Not so good for the Progressive Democrats. Given the high profile of Mary Harney and Michael McDowell in the recent past, and particularly the running McDowell has made on the Sinn Féin issue, you might have expected the PDs to break out of the margin of error territory (given the margin of error in polls such as this is around 3 percentage points, on one reading of the PD rating they have no support at all, although on anther reading they might have 6 per cent). But, no, they are stuck in the margin of error terrain.

After all the hype about a Fine Gael revival they are showing worse than they did even in the 2002 election meltdown - down from 23 per cent to 20 per cent. Actually looking at how Fine Gael has fared in this poll (Millward Brown/IMS) since the last election, it has never rated higher than it did in 2002. Some revival! Labour has also fared very poorly, showing at just 12 per cent.

But Sinn Féin, the party of Gerry Adams who has paid heavily for losing direction, is showing at 9 per cent. And don't take my estimation of this rating, look at what the Irish Independent's own poll commentator, Michael Marsh of Trinity College, said about it: Sinn Féin "will be delighted to see its vote holding up well". And so it should be. The party got 7 per cent in the 2002 election and the poll now shows it at 9 per cent. At the very least what one can say about Sinn Féin and this poll is that the party shows no sign at all of paying any price, certainly not paying "heavily" as a result of the recent hostile publicity.

Bruce Arnold has an explanation for this. He writes: "The supporters of Sinn Féin-IRA in the areas targeted by the party members seeking votes are motivated by self-interest". He goes on to explain that voters in disadvantaged areas don't care about the great issues to do with the restoration of the Northern Ireland Executive.

Apparently they are so selfish that they care only about disadvantage. I promise you, I am not making this up. (His actual words are: "What Sinn Féin-IRA has done to frustrate the restoration of an executive in Northern Ireland is hardly going to concentrate the minds of people living in disadvantaged areas".)

There is a sense in which Bruce Arnold is dead right. The disadvantaged are so alienated from the political establishment down here that they see no option but to vote for the party they perceive as furthest outside the establishment, Sinn Féin, and they couldn't care less how many banks Sinn Féin and their friends rob or how much money they launder and the more Michael McDowell fulminates about Sinn Féin, the more they like Sinn Féin.

I have a fear, however, that the people who now support Sinn Féin are being duped. Again. Not because Sinn Féin is secretly planning to impose a fascist dictatorship here which will imprison us all. Nor because Sinn Féin is essentially a massive criminal enterprise, using politics for criminal purposes, nor because they are planning to return to war.

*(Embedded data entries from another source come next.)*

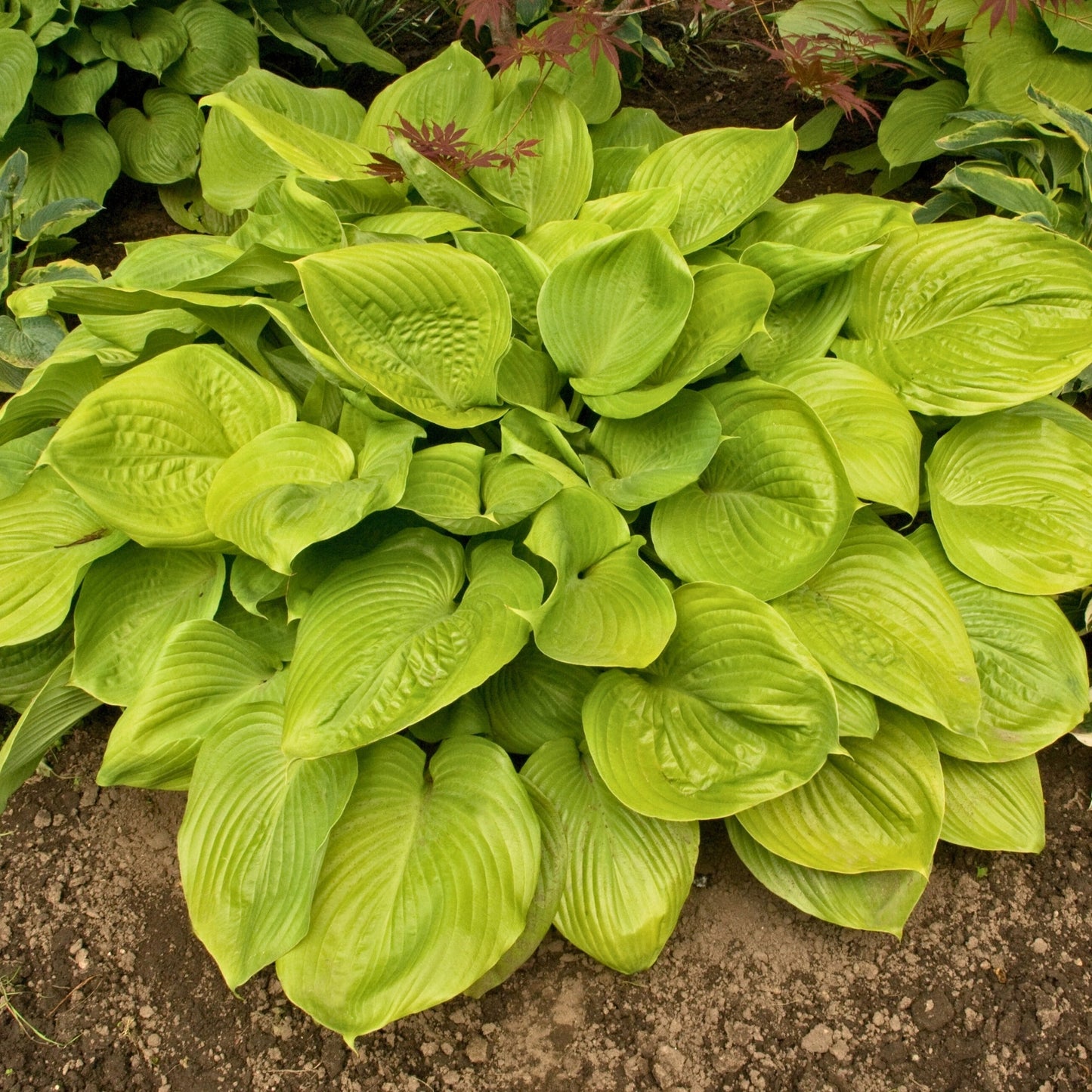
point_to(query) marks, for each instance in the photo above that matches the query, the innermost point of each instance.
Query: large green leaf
(877, 809)
(772, 506)
(296, 484)
(221, 47)
(608, 608)
(161, 144)
(129, 602)
(48, 537)
(642, 460)
(729, 306)
(1011, 498)
(724, 176)
(878, 617)
(969, 317)
(535, 699)
(873, 431)
(383, 643)
(19, 61)
(147, 39)
(466, 491)
(1031, 664)
(83, 164)
(144, 449)
(253, 837)
(994, 805)
(427, 881)
(203, 673)
(51, 713)
(877, 901)
(426, 326)
(734, 712)
(627, 875)
(610, 312)
(554, 183)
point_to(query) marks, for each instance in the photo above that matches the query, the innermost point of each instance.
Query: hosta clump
(460, 552)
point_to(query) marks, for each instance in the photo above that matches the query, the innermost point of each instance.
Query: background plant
(459, 543)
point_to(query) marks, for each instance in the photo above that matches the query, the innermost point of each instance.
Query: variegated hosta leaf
(203, 673)
(24, 669)
(772, 506)
(48, 537)
(877, 809)
(554, 183)
(466, 491)
(877, 616)
(610, 312)
(294, 485)
(628, 876)
(253, 837)
(877, 901)
(640, 461)
(547, 897)
(1031, 664)
(735, 711)
(608, 608)
(47, 716)
(875, 435)
(129, 603)
(426, 326)
(427, 881)
(724, 176)
(535, 699)
(729, 306)
(1011, 498)
(383, 643)
(994, 805)
(967, 317)
(144, 449)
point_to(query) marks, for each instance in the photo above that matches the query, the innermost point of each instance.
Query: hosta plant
(460, 537)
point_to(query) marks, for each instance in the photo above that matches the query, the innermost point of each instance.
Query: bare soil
(989, 988)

It is because the Sinn Féin long-term agenda is to respectabilise itself. To ingratiate itself with the respectable elements of society, North and South. To join government with one of the respectable parties and, when in government, show how respectable and responsible it is on every front: on fiscal rectitude, on the prudent management of public expenditure, and, wait for it, law and order.

The disadvantaged shouldn't be fooled by bank robberies.